When choosing your model, Keep in mind that each model has its strengths and weaknesses.
Before we get started, make sure you have a Groq account set up - if you haven't already, take a moment to create one.
- Click on the Continue icon in the left sidebar to open the Continue panel.
- If it is the first time you open it, The extension will prompt you for a Model Provider; select the Cloud Provider option.
- Select Groq as your preferred AI provider.
- Head to the GroqCloud section of the Groq website (look for the icon at the bottom).
- Create a new API key and copy it to your clipboard.
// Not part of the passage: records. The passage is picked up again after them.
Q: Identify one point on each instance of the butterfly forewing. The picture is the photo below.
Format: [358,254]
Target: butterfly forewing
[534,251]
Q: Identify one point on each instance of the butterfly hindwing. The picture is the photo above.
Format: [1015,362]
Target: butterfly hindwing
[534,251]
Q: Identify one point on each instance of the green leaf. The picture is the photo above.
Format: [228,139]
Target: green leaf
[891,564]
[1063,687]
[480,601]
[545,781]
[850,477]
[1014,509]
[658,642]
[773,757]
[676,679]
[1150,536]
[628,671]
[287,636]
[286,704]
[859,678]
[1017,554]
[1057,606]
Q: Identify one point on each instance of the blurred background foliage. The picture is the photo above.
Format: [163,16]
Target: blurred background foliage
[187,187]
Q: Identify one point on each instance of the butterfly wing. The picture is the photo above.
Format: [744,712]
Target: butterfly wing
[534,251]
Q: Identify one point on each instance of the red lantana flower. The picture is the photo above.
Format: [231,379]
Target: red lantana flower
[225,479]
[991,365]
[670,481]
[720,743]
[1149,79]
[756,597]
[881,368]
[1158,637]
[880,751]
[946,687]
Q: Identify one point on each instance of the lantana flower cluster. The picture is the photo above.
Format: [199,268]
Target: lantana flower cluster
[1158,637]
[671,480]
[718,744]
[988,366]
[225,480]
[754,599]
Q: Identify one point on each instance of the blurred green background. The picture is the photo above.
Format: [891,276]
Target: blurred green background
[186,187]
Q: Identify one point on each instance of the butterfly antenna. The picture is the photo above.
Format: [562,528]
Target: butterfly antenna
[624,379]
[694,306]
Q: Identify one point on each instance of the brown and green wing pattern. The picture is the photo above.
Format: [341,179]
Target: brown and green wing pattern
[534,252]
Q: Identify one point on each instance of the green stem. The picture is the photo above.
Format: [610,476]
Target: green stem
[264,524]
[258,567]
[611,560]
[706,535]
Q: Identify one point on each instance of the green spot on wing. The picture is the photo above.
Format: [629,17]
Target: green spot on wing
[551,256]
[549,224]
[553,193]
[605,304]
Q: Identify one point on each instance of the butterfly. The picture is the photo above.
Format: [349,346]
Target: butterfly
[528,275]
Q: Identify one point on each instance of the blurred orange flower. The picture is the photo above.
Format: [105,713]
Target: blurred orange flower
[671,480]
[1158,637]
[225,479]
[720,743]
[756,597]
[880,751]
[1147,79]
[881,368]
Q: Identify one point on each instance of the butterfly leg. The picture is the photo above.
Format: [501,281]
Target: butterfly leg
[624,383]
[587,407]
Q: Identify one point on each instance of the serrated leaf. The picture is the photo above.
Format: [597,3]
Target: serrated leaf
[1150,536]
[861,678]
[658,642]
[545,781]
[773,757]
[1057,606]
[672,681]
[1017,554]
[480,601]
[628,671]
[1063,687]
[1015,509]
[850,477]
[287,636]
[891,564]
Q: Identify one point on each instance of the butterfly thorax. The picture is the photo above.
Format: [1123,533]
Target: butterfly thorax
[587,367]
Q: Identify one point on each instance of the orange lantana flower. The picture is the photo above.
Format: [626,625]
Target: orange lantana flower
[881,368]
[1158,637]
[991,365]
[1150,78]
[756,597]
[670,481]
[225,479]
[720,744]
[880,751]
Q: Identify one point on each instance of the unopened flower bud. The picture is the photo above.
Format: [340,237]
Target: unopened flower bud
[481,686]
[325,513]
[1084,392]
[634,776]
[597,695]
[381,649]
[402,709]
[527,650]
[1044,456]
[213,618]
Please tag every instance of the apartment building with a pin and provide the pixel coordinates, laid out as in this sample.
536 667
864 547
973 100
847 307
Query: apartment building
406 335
- Return to the window and paste your API key into the apiKey input field.
- Select the AI model you want to use from the available options. Here on Groq, I'll choose the "Llama-3-70b Model".
- You now have access to a capable model, ready to be used as a programming assistant within Visual Studio Code.